The Broadband Landscape

September 6th, 2012

 

What is the role, importance, and future of broadband? Broadband for America has been hosting several panel discussions on the subject, and some interesting tidbits have emerged from one of these panels:

  • Broadband network companies support over 10 million jobs and growing.
  • Broadband-related jobs across the U.S. pay more than 41 percent above the national average.
  • 4.1 percent of GDP, totaling $2.3 trillion, in the United States in 2010, is tied to the broadband industry.

UTOPIA is proud to contribute to this critically needed infrastructure. We believe 100% that the global economy of the 21st century will not be driven by obsolete cable and DSL. Rather, our modern world demands modern telecommunications infrastructure that will stand the test of time.

Wireless will not meet our broadband needs, either. In an article for the Yale Law and Policy Review, Susan Crawford, professor at the Cardozo School of Law, reports, “As the FCC found in the National Broadband Plan, wireless broadband (whether fixed or mobile) is not an effective substitute for high-speed wired service and ‘may not be an effective substitute in the foreseeable future.’”

The “incumbents” won’t make it happen, either. In her article, entitled “The Looming Cable Monopoly” (which she calls “the central crisis of our communications era”), Crawford writes,

When there is only one provider in each locality making available the central communications infrastructure of our time, what should the role of government be with respect to that infrastructure? When broadcast, voice, cable, and even newspapers are just indistinguishable bits flowing over a single, monopoly-provided fat pipe to the home, how should public goals of affordability, ubiquity, access to emergency services, and nondiscrimination be served? And what happens to diversity, localism, and the civic function of journalism?

Once the cable digital migration is accomplished, the cable companies’ big pipes will be filled with virtual, highly-compressed digital “channels.” Three of those, or so, may be devoted to Internet access. The real growth area for cable is “broadband,” but very little of “broadband” will be recognizable as Internet access. The rest of the transmissions filling the pipe will use the Internet Protocol but will be thoroughly managed, monetized, prioritized, filtered, packaged, and non-executable—much like traditional cable television today. When a monopoly cable provider can allocate just two or three of its hundreds of virtual “channels” to Internet connectivity, and when only that provider can sell you video-strength speeds, net neutrality becomes a subsidiary issue—a tiny white bird landing on the back of an enormous hippo. Net neutrality matters, but it is a sideshow. As one content executive told me, “Comcast owns the Internet.”

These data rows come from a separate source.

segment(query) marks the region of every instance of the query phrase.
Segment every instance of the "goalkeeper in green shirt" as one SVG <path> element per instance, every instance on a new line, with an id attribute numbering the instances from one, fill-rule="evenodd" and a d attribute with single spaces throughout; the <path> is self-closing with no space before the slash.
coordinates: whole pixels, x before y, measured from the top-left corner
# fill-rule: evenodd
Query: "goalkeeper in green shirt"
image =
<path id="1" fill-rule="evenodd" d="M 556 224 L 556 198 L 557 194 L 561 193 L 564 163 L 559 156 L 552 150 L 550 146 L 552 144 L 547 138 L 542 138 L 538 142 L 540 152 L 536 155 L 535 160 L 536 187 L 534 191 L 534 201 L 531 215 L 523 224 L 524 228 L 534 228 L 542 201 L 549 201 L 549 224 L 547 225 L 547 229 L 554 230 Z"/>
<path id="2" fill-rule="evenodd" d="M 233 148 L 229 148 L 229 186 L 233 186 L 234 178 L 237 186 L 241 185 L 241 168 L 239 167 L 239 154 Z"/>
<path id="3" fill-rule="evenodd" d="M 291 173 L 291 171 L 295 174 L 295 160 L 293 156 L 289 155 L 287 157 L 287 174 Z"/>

The need for broadband is incontrovertible. While it’s a little older, this report from GigaOm accurately explains:

Thanks to iPhones, tablets and Netflix, the demand for bandwidth is back, and that’s drumming up interest in expanding and building out fiber networks. Today we think 1 Gbps fiber networks are enough, but soon we’ll need 100 Gbps, and a host of infrastructure companies are gearing up to provide it. Unnoticed by Silicon Valley, telecom is on the move again. Equipment and network companies such as Ciena and Adtran are reaping the rewards in their stock prices. […] Infinera is about to announce new products aimed at ushering in “The Terabit Age,” which may offer a boost.

UTOPIA is addressing this need for broadband in our member cities. We’re not waiting to be behind the wave.